De esta forma, la sociedad mexicana tomó el Mundial 2026 como una oportunidad para expresar ante los ojos del mundo una inconformidad que crece y que se siente en las filas del partido del poder, más cuestionado que nunca por sus constantes omisiones y preferencia hacia un evento que muchos consideran frívolo e innecesario.

FIFA despoja a pobres y a ricos: aquí la prioridad es su negocio absorbente y hasta criminal

Gianni Infantino habló junto con la presidenta Sheinbaum en un evento que se llevó a cabo en el Castillo de Chapultepec. Ahí, agradeció la disposición de los gobiernos mexicanos para que el Mundial 2026 se lleve a cabo. Lo que olvidó mencionar fue que, gracias a las generosas exenciones fiscales, su asociación se va a llevar maletines llenos de dinero que se inflaron a costa de los derechos de los mexicanos.

Aquí Sheinbaum dejó de gobernar. Pareciera que, de unos meses a la fecha, es Infantino quien pone y dispone, generando despojo. Y todo esto no es fortuito: la FIFA pide facilidades y condonaciones hacendarias que, aparentemente, no se le dan a ninguna otra organización.

A la FIFA parecieran no importarle ni las estructuras jerárquicas de la sociedad mexicana, en la que un 4% de la población es la que decide.
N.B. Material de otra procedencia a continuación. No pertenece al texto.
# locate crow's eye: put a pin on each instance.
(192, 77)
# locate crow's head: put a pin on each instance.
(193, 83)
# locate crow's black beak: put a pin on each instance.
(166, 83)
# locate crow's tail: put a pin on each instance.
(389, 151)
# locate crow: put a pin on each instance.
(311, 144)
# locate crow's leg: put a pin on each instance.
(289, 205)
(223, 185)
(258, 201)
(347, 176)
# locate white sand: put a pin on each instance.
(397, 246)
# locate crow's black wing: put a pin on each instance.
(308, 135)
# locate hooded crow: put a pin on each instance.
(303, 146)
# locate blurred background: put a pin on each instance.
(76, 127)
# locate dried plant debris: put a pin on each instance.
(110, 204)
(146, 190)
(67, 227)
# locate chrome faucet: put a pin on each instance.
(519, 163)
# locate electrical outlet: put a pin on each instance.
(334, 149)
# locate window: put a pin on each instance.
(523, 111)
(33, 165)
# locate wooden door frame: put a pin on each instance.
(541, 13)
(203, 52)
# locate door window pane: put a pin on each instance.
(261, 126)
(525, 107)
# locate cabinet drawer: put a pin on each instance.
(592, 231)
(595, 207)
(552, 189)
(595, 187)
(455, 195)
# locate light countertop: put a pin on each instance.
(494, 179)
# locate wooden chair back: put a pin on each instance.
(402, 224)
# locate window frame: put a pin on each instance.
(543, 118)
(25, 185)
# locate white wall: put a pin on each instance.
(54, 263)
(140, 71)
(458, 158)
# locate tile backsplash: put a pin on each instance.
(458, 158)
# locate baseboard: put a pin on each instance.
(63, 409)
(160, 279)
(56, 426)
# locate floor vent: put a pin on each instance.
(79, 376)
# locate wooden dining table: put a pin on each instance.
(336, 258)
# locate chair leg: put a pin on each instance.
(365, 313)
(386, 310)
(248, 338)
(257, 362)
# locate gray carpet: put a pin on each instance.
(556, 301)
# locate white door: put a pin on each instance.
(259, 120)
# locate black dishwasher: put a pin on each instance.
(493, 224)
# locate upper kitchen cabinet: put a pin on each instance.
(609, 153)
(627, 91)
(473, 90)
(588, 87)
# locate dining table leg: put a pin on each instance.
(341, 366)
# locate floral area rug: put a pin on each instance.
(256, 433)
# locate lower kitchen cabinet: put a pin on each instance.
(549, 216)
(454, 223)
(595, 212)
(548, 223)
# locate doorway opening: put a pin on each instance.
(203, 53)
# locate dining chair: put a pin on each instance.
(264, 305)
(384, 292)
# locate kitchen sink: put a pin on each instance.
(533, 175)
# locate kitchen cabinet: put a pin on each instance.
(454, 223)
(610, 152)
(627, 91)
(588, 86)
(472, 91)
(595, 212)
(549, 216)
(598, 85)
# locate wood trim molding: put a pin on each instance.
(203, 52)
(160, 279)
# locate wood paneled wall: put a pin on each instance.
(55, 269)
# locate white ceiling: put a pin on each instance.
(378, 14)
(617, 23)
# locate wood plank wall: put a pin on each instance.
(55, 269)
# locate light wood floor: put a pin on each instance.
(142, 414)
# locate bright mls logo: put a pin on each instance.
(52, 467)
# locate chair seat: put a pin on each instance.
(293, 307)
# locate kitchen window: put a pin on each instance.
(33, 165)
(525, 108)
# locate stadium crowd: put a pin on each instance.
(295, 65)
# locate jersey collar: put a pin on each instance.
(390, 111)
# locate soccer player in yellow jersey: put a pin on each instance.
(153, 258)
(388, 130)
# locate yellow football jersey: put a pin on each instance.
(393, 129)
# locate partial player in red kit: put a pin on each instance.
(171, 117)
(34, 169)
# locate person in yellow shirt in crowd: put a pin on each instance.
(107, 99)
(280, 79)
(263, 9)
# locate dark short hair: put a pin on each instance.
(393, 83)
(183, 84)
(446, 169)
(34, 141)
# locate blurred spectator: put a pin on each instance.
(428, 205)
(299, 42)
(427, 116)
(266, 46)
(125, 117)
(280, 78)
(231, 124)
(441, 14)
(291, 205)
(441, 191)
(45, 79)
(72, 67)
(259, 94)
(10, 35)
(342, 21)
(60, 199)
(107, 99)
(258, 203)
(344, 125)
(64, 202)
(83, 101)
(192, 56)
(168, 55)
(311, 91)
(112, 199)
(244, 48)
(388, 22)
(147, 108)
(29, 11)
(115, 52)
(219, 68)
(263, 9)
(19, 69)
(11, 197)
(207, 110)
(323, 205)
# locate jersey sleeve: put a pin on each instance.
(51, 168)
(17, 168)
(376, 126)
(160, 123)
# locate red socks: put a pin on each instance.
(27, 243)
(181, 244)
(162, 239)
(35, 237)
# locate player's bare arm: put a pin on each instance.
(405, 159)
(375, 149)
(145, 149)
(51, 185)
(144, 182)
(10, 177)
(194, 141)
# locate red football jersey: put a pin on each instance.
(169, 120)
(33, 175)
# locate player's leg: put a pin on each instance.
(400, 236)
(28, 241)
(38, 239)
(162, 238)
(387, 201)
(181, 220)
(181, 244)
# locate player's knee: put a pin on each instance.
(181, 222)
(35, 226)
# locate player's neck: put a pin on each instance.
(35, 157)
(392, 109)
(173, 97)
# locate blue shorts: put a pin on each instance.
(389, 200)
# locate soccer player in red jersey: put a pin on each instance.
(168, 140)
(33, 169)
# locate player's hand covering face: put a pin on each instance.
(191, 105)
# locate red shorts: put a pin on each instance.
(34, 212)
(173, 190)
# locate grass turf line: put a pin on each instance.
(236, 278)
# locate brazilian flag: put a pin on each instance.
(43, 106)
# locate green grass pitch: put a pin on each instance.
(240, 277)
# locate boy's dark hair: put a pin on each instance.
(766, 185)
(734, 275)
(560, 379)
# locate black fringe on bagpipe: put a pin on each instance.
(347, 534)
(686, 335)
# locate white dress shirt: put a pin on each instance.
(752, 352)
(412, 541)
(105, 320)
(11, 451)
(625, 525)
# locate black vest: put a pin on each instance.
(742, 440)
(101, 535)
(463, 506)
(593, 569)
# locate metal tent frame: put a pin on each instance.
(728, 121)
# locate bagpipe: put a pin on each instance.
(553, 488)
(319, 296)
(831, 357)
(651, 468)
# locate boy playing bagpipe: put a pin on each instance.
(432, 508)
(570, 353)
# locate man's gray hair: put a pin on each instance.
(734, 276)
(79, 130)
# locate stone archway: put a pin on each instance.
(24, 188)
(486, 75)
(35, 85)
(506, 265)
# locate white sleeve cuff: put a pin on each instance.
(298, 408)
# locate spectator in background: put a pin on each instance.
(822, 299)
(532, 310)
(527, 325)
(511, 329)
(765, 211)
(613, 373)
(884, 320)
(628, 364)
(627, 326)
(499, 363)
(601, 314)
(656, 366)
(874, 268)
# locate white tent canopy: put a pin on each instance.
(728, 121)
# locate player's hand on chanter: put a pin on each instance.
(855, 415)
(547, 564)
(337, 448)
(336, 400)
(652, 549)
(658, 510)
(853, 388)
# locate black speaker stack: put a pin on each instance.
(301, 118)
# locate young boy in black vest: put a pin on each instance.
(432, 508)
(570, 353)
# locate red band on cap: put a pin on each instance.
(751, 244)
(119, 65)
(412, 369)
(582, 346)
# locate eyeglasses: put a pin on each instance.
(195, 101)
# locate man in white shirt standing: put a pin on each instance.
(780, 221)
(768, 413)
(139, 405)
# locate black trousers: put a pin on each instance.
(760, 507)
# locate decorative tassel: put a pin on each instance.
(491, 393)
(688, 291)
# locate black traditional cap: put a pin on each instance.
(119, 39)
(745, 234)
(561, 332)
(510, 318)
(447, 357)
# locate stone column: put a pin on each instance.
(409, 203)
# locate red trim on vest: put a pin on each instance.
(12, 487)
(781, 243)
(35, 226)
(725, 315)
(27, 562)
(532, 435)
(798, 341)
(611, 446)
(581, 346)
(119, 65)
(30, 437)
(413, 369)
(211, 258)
Ejemplo de ello fue la arbitraria decisión de quitarle a dueños de palcos en el Estadio Azteca el derecho a consumir sus propios alimentos y bebidas en los partidos. La opción que les propusieron fue comprar paquetes impagables que incluían alcohol de gama media y alimentos que se podrían conseguir en cualquier tienda de conveniencia.

Y al mexicano de ‘a pie’, la FIFA lo aplastó. Gran parte de los partidos no se transmiten en televisión abierta y están disponibles solamente a través de un oneroso paquete de streaming en el que Televisa se lleva un alto porcentaje de ganancias, no sin antes repartir una parte del botín a la federación.

¿Restaurantes que quieren transmitir los partidos para sus comensales y clientes? Mejor ni pensarlo, ya que es necesario pagar una cuota a la FIFA para que no lleguen con una multa millonaria por hacer uso de su transmisión, que no sería posible sin todas las venias que México les dio.